Anyone going to attend the taste of chicago event? I will be there on saturday the 25th eating and drinking merrily!:Beersausage: 
Would like to see some of you there! Should be a great time.

http://gochicago.about.com/od/tasteofchicago/p/taste_chicago.htm


----------



## RRLOVER (Jun 18, 2011)

You should try summer fest in milwaukee,great music-food-beer.It is always is a good time.It has been a long time since i have gone to the taste,milwaukee has a better "vibe" for me right now.If you decide to hit summer fest shoot me a pm,I am always ready to get my eat and drink on:headbang:


----------



## Salty dog (Jun 18, 2011)

I'd be in to.

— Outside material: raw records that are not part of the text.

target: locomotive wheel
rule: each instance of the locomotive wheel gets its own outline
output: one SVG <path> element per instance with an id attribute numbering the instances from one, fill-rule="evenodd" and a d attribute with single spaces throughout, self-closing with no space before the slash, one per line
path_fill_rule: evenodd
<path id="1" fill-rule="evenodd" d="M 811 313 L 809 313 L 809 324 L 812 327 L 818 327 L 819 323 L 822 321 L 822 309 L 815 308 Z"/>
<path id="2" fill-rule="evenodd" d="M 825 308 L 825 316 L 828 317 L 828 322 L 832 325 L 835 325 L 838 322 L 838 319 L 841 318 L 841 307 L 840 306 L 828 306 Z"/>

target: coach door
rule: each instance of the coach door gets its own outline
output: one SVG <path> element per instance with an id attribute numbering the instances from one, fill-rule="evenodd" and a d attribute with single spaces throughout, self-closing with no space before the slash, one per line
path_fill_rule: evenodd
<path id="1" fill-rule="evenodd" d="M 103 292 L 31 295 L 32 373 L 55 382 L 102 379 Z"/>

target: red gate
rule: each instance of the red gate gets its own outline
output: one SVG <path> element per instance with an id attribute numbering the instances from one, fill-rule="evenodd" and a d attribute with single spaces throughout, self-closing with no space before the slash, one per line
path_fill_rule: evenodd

Take the lake express from Muskegon.


----------



## rockbox (Jun 18, 2011)

RRLOVER said:


> You should try summer fest in milwaukee,great music-food-beer.It is always is a good time.It has been a long time since i have gone to the taste,milwaukee has a better "vibe" for me right now.If you decide to hit summer fest shoot me a pm,I am always ready to get my eat and drink on:headbang:


 
I guess your are a FIB by geography only.


----------



## stereo.pete (Jun 19, 2011)

I've been to the taste more times than I can remember. Unfortunately, crime has been rising at the taste year after year, with my wife's wallet being stolen two years ago. Since then we have had no desire to go back since the vendors rarely change and the price is no where near worth what you get. I'd rather spend my money going to a great restaurant rather than dealing with the heat and crime.


----------



## Mike Davis (Jun 20, 2011)

I found out that the TOC was going on when i had planned on being in chicago. I have heard a few bad things about it so maybe it's Rush street and some good food elsewhere  As far as the Summerfest goes, i will have to wait until next year. My schedule is usually(Right now) booked out about 3 months in advance, so i have little room for movement. Maybe some time on Navy Pier is in order.


----------



## Shepherd (Jun 23, 2011)

mike, go to "Sunda"- make sure you try the pork belly. This is the best I've found in chicago fo sushi so far- http://www.aichicago.us/home.html


----------



## Mike Davis (Jun 23, 2011)

Thanks Sean! That is a for sure deal now!


----------